Skip to content

nustiueudinastea/doltswarm

Repository files navigation

DoltSwarm

DoltSwarm is a peer-to-peer synchronization library for Dolt databases. It is designed to make a group of peers converge to the same linear main history (no merge commits) using a total order based on Hybrid Logical Clocks (HLC), without requiring a central coordinator.
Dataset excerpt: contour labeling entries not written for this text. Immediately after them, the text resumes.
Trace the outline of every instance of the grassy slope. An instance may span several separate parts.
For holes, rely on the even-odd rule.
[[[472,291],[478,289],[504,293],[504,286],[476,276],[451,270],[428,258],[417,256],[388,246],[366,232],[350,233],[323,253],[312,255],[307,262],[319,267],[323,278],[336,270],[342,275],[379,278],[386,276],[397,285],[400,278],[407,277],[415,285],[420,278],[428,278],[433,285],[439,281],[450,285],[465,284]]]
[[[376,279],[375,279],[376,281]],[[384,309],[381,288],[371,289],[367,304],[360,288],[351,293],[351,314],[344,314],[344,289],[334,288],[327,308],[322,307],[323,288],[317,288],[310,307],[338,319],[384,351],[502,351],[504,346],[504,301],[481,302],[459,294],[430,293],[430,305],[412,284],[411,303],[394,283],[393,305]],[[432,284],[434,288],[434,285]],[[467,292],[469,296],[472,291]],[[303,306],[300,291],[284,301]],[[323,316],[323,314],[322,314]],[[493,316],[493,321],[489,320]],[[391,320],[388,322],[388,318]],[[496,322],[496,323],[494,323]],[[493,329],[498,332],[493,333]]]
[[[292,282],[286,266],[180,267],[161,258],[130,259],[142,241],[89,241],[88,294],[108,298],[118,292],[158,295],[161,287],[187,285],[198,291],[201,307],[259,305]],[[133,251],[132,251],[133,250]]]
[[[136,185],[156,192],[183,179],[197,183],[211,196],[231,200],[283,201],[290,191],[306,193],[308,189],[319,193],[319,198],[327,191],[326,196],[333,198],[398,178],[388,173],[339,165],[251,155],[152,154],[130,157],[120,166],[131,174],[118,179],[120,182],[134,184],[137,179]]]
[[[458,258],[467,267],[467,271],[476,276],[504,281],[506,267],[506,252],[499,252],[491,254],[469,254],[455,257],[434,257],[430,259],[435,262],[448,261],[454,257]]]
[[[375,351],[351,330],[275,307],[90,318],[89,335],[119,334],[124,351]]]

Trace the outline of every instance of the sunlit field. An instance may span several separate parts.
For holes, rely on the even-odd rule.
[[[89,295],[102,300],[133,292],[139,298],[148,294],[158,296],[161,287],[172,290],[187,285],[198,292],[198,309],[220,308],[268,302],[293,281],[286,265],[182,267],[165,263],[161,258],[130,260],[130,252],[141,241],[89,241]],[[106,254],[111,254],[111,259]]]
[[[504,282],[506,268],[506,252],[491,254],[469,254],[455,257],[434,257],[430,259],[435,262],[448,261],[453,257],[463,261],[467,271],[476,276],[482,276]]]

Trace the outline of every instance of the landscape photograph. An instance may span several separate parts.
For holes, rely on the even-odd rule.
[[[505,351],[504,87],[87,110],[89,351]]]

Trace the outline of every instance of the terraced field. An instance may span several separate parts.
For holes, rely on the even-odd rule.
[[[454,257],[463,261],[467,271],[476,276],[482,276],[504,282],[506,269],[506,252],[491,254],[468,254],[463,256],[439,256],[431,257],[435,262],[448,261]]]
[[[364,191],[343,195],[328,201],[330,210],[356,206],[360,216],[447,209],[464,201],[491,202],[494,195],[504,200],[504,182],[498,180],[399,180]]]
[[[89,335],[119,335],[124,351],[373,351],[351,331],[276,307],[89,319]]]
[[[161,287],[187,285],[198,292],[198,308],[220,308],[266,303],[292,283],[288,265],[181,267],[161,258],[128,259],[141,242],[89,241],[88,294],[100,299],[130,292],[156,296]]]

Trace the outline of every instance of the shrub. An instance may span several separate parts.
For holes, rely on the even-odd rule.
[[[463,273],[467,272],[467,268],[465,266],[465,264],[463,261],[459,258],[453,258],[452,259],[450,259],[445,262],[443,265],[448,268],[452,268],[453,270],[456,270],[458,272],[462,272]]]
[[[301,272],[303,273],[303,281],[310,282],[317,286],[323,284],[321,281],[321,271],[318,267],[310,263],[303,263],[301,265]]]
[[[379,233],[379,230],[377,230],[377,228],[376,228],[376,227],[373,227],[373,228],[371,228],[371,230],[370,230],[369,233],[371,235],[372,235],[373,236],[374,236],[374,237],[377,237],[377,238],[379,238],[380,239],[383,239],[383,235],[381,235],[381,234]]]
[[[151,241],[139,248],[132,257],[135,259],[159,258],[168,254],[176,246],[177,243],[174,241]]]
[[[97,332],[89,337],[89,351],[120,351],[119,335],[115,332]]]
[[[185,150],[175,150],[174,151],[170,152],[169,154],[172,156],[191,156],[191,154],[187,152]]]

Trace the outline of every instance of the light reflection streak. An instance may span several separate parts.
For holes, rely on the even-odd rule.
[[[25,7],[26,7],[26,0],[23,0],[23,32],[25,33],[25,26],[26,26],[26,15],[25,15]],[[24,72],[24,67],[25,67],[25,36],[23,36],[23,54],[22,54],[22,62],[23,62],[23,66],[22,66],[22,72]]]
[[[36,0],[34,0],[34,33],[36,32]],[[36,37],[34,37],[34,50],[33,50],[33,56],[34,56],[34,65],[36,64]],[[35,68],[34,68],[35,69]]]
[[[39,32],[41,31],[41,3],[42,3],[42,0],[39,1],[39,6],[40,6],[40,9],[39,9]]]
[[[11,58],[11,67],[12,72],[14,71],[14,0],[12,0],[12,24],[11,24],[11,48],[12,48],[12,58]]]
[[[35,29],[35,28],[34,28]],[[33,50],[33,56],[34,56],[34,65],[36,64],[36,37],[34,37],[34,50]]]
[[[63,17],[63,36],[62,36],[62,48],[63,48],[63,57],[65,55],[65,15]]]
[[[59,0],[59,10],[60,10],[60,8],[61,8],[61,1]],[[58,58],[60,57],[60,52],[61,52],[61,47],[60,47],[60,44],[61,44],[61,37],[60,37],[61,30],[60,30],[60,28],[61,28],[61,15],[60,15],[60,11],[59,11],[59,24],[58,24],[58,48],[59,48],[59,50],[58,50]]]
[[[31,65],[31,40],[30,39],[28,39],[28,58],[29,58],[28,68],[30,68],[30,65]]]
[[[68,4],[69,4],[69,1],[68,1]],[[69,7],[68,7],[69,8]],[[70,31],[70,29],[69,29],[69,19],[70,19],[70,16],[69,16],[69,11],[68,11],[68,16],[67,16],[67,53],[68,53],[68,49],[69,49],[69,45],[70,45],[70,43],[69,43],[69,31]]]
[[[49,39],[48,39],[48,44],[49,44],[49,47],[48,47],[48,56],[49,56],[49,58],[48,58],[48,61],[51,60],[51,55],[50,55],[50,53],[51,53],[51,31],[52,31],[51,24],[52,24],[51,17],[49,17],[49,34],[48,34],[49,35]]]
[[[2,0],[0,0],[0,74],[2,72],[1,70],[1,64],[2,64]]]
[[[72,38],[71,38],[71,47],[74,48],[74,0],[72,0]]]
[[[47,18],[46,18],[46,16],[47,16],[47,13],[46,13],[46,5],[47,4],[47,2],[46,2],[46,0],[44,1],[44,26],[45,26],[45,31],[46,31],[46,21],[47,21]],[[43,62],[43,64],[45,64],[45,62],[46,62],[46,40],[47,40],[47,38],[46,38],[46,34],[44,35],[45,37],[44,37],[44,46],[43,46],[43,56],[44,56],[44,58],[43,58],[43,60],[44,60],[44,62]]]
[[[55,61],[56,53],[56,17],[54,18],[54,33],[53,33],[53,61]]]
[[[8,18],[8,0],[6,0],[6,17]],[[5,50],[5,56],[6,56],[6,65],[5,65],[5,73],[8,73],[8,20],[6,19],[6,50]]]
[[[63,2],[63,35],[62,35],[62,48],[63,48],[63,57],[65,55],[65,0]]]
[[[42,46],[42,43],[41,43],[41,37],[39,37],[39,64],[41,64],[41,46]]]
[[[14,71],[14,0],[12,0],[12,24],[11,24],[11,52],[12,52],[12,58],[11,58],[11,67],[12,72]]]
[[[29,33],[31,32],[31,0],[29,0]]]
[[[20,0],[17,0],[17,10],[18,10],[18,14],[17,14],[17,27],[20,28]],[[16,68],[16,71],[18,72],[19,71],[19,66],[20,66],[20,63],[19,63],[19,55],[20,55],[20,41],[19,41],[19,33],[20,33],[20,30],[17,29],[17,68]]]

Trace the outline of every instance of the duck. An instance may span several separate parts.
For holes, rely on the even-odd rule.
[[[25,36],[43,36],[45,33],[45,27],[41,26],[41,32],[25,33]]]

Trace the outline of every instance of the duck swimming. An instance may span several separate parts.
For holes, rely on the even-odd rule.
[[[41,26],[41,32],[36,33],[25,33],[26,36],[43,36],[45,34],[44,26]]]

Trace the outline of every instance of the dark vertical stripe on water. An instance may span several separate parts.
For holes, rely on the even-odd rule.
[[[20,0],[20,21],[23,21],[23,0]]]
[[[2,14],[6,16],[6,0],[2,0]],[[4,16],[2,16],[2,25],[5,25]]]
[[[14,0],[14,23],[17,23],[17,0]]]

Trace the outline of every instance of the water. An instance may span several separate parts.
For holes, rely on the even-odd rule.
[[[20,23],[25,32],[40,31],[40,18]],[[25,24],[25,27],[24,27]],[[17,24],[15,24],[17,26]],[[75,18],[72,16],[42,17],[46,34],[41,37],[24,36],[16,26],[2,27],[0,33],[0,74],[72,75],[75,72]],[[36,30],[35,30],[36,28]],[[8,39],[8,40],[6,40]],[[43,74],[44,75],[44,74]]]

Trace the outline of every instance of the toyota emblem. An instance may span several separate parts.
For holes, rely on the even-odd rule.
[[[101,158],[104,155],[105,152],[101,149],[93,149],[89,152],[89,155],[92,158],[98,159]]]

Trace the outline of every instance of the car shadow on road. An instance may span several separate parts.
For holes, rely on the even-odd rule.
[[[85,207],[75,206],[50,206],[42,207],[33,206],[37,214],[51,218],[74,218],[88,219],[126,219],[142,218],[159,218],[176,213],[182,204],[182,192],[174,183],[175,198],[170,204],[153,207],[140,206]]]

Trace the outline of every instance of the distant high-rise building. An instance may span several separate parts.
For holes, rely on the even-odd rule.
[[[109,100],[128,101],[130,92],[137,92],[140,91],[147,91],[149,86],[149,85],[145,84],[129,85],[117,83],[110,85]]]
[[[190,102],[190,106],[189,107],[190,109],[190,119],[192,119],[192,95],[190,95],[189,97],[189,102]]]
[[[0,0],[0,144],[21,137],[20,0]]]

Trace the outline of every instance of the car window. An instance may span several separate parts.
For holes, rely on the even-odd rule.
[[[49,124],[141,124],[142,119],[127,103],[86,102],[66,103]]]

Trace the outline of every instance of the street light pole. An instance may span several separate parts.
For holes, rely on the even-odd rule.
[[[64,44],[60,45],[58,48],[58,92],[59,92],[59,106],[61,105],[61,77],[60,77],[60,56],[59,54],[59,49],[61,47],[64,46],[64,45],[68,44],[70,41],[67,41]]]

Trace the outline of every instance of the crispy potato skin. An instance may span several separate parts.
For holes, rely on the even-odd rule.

What This Repo Implements (Today)

  • Pull-only sync: a peer never causes remote writes; it only reads remote objects and updates its own local main.
  • Local writes: mutations happen locally via SQL + DOLT_COMMIT.
  • Deterministic ordering: commits carry an HLC timestamp and are ordered by (wall, logical, peerID) everywhere.
  • Deterministic reconciliation: when concurrent commits “cross”, peers deterministically replay (cherry-pick) in HLC order so history converges.
  • Finalized prefix (watermark): peers compute a conservative “finalized base” from digests/checkpoints and avoid rewriting history at or before that point (tail-only replay), reducing replay churn as history grows.
  • First write wins (FWW) on conflict: later conflicting commits are dropped deterministically.
  • Offline commit resubmission: commits created while offline that are “too old” relative to the network watermark are re-submitted as new commits with provenance instead of attempting to rewrite finalized history (enabled by default).
  • Skew guard: adverts with HLC wall time too far in the future are rejected (MaxClockSkew).
  • Anti-entropy repair: periodic digests/checkpoints trigger re-sync even if commit adverts are missed.

Architecture

At a high level there are two planes:

  • Control plane (gossip): small messages that advertise “there is a commit with HLC X” and periodically summarize history.
  • Data plane (Dolt-native fetch): bulk object transfer is done through Dolt’s existing fetch pipeline, using a read-only swarm:// remote.

Code Structure

This repo is organized into small packages so the “what” (protocol), “how” (core engine), and “I/O boundary” (transport) are separated. The top-level doltswarm package remains the public import path and re-exports the main API for convenience.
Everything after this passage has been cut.